The changing exhibitions of Touchstones Nelson offer a diversity of topics and themes that reflect the broad interests and capabilities of people living in the region. From contemporary art and pop culture, to fine craft and design, to local architectural and human history, Touchstones Nelson exhibitions connect to this area’s creative energy and rich heritage.
Exhibition News and Guidelines
Zeljko Kujundzic and the Early Years of the Kootenay School of the Arts
Curator: Jessica Demers
August 16 to November 9, 2014
Opening Reception: Friday, August 15, 7-9pm (Member’s Preview at 6:30)
Image: Zeljko Kujundzic paints while students look on, Circa 1959, Touchstones Nelson Archives
It was 1960. Zeljko Kujundzic, a fifth generation artist from former Yugoslavia, was hired as the first principal of the newly formed Nelson School of Fine Arts’ three-year diploma program. Over the next 4 years, Kujundzic would impart his rigorous European “studio method” of instruction in which teacher and student work together on commissioned projects, much like the Renaissance model of apprenticeship. Kujundzic emphasized the use of local materials, practical skills in a wide array of mediums and the study of literature and philosophy to enrich cultural depth. Students would learn to make their own art materials using locally sourced clay for sculpture, mineral pigments for mixing paints and metals for jewelery. The school began to attract a diverse cross section of students, from hippies and homemakers to young artists from across Canada and abroad, drawn in part by Kujundzic’s reputation as well as the breadth of the courses offered.
Although he was only there for a relatively short period of time, his influence marked the beginnings not only of KSA, but perhaps also of Nelson’s re-invention as the “Best Little Arts Town” in Canada. Join us for this retrospective exhibit that surveys Kujundzic’s diverse artistic achievements, and traces the beginnings of the now iconic Kootenay School of the Arts.
Bringing the War Home: 3D images from the Battlefields of WWI
September 20 to November 23 | Curator: Rod Taylor
Image: Partially buried field cannon, image taken from WWI stereoscopic glass slide.
Courtesy of Bill Sturgeon.
It’s springtime in Nelson. Like many other men in his community, a young accountant at the Bank of Montreal by the name of William Sturgeon has just enlisted. By August he’s in France, where some of the heaviest fighting of the war is taking place. The year is 1916, and it’s been two years since the start of World War I.

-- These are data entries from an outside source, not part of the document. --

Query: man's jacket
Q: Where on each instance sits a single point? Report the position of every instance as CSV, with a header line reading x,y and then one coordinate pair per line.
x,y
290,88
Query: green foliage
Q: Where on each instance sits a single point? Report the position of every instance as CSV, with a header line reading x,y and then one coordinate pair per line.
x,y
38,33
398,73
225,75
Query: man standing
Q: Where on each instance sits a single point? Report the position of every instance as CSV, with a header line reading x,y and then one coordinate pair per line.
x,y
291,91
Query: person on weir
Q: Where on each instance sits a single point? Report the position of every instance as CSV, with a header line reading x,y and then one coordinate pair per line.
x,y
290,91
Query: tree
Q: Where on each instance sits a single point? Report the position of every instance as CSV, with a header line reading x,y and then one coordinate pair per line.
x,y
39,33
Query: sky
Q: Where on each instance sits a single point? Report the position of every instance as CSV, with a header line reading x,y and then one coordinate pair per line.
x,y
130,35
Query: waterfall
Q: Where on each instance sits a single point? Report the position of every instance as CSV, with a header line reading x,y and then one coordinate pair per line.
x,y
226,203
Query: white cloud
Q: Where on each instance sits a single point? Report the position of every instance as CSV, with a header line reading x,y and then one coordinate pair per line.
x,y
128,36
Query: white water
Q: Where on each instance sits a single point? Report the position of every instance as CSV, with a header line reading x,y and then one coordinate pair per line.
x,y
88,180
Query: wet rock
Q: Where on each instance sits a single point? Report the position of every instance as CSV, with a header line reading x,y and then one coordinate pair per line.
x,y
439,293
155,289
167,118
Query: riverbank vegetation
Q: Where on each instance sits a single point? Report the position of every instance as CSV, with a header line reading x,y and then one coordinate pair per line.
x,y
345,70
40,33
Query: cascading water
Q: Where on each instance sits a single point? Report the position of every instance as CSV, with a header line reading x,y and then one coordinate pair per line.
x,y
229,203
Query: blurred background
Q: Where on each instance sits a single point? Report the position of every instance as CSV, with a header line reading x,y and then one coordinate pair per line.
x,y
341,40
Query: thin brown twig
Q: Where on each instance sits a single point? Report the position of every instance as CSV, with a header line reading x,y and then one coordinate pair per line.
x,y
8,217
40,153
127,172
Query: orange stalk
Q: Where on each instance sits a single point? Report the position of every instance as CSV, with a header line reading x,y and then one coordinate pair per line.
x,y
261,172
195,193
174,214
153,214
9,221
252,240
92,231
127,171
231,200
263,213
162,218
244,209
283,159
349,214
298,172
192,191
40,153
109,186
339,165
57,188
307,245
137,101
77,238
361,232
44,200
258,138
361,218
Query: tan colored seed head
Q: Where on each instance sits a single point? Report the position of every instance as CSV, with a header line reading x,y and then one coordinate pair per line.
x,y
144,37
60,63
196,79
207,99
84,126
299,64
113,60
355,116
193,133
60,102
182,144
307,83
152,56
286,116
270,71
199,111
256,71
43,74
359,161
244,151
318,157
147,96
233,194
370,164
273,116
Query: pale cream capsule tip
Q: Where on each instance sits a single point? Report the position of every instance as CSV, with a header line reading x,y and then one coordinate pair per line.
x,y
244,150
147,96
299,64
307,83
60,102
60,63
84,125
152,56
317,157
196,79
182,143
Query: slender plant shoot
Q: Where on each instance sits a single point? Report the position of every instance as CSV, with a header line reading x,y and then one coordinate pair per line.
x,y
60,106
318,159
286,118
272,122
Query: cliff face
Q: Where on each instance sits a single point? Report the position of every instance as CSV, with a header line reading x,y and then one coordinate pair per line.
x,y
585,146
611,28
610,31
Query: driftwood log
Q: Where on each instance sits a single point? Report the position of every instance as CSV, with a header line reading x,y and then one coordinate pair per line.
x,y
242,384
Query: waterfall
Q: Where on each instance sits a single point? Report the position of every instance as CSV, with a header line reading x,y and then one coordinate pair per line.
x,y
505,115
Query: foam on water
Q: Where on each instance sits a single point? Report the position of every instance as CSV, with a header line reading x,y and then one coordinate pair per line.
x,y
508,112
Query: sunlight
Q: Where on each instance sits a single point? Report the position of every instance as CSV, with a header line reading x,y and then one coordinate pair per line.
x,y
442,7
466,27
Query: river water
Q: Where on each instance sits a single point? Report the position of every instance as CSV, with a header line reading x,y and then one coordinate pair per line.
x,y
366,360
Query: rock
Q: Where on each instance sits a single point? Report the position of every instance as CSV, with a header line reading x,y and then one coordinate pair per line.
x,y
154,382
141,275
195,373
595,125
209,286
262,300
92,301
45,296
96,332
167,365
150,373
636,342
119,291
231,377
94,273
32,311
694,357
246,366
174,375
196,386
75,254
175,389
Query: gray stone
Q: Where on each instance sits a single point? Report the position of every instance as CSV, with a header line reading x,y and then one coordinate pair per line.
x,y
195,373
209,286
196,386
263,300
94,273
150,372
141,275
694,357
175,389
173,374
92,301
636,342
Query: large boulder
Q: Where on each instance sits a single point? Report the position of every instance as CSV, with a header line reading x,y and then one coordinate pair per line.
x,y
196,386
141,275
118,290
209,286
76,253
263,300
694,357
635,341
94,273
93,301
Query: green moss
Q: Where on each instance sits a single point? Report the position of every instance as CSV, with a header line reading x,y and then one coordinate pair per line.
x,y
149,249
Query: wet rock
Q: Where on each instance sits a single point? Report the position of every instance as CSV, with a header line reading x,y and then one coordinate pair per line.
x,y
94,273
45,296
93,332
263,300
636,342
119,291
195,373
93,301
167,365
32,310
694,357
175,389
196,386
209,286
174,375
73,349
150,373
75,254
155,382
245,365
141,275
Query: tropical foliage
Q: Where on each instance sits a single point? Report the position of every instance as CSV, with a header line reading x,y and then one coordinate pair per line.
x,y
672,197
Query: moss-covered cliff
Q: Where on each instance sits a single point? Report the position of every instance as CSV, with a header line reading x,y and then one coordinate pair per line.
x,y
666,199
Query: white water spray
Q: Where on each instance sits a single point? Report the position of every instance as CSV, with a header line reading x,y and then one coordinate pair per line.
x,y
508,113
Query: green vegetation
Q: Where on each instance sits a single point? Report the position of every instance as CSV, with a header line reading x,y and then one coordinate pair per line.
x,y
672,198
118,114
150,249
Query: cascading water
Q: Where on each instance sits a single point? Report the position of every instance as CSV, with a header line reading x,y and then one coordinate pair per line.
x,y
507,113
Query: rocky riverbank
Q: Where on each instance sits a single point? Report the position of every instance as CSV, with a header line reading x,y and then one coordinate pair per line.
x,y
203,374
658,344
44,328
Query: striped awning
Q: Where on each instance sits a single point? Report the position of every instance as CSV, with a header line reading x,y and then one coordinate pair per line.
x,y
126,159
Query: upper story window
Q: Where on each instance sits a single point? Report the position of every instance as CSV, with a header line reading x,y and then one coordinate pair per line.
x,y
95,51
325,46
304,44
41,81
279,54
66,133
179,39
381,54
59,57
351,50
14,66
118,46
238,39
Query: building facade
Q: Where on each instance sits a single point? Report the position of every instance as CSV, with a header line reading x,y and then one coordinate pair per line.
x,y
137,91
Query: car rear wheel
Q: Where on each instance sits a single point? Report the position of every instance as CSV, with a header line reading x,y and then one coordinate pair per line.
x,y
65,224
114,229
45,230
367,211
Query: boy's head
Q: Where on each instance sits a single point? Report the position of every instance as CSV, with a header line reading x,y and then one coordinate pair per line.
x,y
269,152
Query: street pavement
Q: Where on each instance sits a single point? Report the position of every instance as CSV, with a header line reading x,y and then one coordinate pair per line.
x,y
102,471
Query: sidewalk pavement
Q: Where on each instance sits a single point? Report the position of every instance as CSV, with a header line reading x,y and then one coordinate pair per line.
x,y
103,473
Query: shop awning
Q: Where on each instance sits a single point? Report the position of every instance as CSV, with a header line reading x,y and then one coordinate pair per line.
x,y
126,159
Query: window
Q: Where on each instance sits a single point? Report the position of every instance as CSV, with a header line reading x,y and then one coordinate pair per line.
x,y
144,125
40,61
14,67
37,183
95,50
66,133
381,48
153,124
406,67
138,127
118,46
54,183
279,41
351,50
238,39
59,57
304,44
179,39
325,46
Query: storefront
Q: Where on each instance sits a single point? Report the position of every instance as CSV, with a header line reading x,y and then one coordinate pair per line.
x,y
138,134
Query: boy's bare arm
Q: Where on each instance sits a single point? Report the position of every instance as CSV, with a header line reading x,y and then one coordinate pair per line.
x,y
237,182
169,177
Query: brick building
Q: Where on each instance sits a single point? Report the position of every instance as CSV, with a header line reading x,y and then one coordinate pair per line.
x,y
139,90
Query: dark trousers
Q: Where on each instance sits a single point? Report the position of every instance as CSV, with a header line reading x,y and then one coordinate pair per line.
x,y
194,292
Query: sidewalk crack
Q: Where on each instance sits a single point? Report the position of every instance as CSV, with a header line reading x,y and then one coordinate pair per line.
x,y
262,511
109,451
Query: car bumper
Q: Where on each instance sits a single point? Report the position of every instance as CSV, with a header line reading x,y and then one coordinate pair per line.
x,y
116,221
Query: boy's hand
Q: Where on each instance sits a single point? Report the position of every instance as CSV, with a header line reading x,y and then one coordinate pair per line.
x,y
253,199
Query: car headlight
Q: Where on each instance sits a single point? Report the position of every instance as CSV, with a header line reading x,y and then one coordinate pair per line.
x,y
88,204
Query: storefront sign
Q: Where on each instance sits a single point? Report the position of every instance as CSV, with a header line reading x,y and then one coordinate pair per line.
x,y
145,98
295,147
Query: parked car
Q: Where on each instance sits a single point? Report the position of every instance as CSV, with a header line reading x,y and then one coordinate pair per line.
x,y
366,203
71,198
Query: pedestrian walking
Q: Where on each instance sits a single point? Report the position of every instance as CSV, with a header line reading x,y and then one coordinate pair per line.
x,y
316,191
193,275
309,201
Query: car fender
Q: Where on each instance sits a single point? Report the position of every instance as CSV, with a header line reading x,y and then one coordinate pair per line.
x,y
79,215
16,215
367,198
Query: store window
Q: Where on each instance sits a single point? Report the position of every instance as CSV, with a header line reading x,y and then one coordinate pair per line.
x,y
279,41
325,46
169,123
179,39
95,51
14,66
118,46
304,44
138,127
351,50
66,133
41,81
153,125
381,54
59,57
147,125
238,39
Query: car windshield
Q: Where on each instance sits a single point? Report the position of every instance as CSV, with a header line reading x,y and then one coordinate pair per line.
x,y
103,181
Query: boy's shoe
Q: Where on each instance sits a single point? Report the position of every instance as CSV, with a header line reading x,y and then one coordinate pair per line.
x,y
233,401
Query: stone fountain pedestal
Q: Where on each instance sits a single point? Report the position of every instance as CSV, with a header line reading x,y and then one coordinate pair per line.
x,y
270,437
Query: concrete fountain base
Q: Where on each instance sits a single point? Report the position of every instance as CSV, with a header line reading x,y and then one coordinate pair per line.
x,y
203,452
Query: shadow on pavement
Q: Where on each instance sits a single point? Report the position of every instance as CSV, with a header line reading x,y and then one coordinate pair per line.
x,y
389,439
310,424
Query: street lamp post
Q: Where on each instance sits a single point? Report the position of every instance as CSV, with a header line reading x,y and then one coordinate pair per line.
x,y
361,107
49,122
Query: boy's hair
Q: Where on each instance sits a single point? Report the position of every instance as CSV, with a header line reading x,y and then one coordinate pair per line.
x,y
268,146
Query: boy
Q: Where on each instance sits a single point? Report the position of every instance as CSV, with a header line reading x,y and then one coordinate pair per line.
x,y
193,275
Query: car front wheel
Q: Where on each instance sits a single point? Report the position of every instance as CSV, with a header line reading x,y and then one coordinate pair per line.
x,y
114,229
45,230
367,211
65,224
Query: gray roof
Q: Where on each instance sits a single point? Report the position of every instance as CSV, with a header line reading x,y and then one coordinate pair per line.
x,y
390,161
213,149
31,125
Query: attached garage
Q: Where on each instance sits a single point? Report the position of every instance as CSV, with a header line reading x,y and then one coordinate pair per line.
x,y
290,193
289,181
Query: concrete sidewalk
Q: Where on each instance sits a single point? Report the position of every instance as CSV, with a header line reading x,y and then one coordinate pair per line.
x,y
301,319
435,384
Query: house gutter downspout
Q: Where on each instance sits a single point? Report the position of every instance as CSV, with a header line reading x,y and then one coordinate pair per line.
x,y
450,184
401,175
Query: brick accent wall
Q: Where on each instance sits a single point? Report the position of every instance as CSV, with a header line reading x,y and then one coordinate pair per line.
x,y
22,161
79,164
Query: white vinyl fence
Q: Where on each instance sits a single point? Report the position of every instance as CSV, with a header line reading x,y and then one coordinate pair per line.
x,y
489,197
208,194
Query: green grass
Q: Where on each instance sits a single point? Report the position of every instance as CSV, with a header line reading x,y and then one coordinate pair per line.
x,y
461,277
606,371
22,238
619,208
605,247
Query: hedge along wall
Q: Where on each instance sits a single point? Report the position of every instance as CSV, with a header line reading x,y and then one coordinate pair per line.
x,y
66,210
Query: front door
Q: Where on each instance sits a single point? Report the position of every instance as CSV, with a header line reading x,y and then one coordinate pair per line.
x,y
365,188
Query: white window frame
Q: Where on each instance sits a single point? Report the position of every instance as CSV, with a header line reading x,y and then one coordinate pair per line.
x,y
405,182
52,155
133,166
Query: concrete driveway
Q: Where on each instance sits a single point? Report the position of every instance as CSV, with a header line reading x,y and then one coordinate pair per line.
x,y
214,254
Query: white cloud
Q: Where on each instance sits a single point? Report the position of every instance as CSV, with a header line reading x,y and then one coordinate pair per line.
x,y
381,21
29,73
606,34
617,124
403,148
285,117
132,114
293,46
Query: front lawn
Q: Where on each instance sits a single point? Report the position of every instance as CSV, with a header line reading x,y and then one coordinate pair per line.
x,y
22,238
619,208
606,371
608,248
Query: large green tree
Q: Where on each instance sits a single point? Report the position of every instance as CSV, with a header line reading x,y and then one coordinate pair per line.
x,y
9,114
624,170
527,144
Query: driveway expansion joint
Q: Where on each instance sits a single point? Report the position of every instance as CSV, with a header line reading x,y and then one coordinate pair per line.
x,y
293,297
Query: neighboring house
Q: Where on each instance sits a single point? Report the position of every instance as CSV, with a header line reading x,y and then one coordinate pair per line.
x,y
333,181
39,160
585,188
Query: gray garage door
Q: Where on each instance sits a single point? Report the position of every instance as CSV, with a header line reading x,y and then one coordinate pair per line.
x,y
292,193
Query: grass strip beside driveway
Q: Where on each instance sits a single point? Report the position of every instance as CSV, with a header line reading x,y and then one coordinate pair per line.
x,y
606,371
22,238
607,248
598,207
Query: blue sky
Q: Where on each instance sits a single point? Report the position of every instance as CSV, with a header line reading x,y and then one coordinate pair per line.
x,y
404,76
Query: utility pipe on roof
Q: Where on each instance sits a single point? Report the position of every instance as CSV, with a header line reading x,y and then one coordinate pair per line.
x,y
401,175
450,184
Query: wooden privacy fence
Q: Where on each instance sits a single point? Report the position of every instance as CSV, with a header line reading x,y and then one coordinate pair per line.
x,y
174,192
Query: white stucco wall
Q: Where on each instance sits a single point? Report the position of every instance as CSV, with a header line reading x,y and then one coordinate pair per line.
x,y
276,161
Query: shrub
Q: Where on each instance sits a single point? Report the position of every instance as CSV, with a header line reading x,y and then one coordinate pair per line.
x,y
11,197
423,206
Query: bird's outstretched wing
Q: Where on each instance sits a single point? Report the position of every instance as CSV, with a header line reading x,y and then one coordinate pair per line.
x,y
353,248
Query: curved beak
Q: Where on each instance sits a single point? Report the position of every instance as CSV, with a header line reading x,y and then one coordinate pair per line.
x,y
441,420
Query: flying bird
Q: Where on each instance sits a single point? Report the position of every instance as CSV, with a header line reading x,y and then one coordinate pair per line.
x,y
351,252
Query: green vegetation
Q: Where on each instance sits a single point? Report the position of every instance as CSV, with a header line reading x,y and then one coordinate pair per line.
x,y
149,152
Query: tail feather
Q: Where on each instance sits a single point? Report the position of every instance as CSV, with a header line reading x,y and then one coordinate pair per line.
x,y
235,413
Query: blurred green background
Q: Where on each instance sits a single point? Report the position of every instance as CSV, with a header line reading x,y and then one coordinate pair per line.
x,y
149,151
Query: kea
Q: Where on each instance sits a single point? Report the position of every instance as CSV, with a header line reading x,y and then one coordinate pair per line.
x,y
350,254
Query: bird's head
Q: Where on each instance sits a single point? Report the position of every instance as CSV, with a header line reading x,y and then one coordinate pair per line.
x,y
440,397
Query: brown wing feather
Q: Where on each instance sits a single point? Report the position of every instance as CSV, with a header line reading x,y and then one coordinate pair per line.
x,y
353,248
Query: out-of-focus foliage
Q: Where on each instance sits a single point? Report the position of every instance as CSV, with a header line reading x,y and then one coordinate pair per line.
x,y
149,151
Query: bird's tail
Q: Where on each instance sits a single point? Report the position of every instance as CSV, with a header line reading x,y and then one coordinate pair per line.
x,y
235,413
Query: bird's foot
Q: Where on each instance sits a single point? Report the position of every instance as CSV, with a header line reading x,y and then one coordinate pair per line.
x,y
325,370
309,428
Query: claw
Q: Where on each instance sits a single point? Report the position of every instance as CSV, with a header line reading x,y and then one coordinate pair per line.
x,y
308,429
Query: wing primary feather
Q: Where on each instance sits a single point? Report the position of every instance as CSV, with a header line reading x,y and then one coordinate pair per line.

Sturgeon would be one of the lucky ones - although severely wounded in the left hip, he would survive. When he eventually returned home, he brought with him a selection of stereoscopic images of French soldiers taken on the front lines. Stereoscopy was an early form of 3D photography, and images of this sort were very affordable and popular for a time.
Nearly 100 years later they remain powerful images, and for this exhibit a selection of them have been converted for use with 3d glasses, and will be projected in a darkened gallery. We are grateful to the family of William Sturgeon for the loan of the images and viewer, as well as local historian Steve Kobs for bringing them to our attention and helping in countless other respects. A warning: although black and white, many of these images contain graphic depictions of the dead that may be disturbing for some viewers.